The Democratic Deficit of United States Federalism? Red State, Blue State, Purple? 

Vicki C Jackson

Aspects of an entrenched constitution that were essential parts of founding compromises, and justified as necessary when a constitution was first adopted, may become less justifiable over time. Is this the case with respect to the structure of the United States Senate? The US Senate is hardwired in the Constitution to consist of an equal number of Senators from each state—the smallest of which currently has about 585,000 residents, and the largest of which has about 39.29 million. As this essay explains, over time, as population inequalities among states have grown larger, so too has the disproportionate voting power of smaller-population states in the national Senate. As a result of the ‘one-person, one-vote’ decisions of the 1960s that applied to both houses of state legislatures, each state legislature now is arguably more representative of its state population than the US Congress is of the US population. The ‘democratic deficit’ of the Senate, compared to state legislative bodies, also affects presidential (as compared to gubernatorial) elections. When founding compromises deeply entrenched in a constitution develop harder-to-justify consequences, should constitutional interpretation change responsively? Possible implications of the ‘democratic’ difference between the national and the state legislatures for US federalism doctrine are explored, especially with respect to the ‘pre-emption’ doctrine. Finally, the essay briefly considers the possibilities of federalism for addressing longer term issues of representation, polarisation and sustaining a single nation.

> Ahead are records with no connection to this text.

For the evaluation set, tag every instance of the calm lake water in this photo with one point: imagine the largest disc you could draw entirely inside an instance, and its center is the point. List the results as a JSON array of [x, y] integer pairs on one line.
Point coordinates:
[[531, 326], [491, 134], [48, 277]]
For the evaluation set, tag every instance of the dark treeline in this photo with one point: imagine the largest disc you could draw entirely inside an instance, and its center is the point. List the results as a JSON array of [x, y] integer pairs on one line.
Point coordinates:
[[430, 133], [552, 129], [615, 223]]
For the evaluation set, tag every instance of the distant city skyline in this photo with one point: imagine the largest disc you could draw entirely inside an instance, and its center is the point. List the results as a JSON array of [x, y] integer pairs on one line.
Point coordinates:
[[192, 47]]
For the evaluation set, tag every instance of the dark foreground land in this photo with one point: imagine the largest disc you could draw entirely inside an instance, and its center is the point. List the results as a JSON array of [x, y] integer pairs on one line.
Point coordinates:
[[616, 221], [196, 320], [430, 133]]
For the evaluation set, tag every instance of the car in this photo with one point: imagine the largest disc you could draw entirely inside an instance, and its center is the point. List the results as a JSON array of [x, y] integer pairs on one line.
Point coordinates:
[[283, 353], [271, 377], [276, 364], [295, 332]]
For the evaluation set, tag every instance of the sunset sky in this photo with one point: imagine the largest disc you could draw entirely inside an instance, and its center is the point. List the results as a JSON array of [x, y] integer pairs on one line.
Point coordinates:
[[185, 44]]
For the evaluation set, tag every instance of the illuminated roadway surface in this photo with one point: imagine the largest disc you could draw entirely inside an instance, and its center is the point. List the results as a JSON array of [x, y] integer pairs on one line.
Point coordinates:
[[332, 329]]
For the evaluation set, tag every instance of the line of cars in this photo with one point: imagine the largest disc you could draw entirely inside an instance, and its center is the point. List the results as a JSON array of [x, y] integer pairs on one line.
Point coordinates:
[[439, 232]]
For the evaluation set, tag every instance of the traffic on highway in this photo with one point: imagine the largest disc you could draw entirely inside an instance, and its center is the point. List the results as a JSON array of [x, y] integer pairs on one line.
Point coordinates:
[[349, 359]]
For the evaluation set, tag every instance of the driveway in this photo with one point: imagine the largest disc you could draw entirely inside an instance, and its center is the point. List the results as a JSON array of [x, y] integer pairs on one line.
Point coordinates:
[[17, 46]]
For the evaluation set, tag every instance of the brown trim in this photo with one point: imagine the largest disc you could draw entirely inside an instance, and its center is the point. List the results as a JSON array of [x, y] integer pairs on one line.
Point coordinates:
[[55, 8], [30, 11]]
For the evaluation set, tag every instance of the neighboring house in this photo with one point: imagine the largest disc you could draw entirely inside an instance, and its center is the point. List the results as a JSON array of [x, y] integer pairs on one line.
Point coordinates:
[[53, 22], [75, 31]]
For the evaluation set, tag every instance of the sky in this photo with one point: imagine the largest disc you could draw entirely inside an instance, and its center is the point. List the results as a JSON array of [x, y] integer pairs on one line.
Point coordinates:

The Dilemma of Indigenous Self-Government in Canada: Indigenous Rights and Canadian Federalism

Richard Stacey

Canada’s constitutional distribution of authority between the provinces and federal government leaves no room for Indigenous self-government, but there are increasingly vocal calls for change. Whether Indigenous peoples are acknowledged as one of Canada’s founding nations alongside its English and French settlers, or are recognized as distinctive peoples within its multicultural society, these calls affirm Indigenous peoples as sovereign nations deserving of at least some of the powers that the provinces have. The Constitution Act 1982 provides a different mechanism of legal protection for Indigenous peoples, recognizing and affirming already existing Indigenous rights. Canada’s Indigenous rights jurisprudence, however, pulls against the sovereignty that underlies federalism. The courts have understood Indigenous rights such that accessing their protections denies to Indigenous peoples the autonomy to define themselves as member nations of Canada’s multicultural society. As a normative point, this paper argues that we should embrace constitutional Indigenous rights as a vehicle for Indigenous sovereignty, because it brings federalism and Indigenous rights together as a theoretically coherent foundation for Indigenous self-government in Canada. As a descriptive point, the paper argues that the jurisprudence itself already contains the resources to support a sovereignty-affirming reading of the Constitution’s Indigenous rights provisions.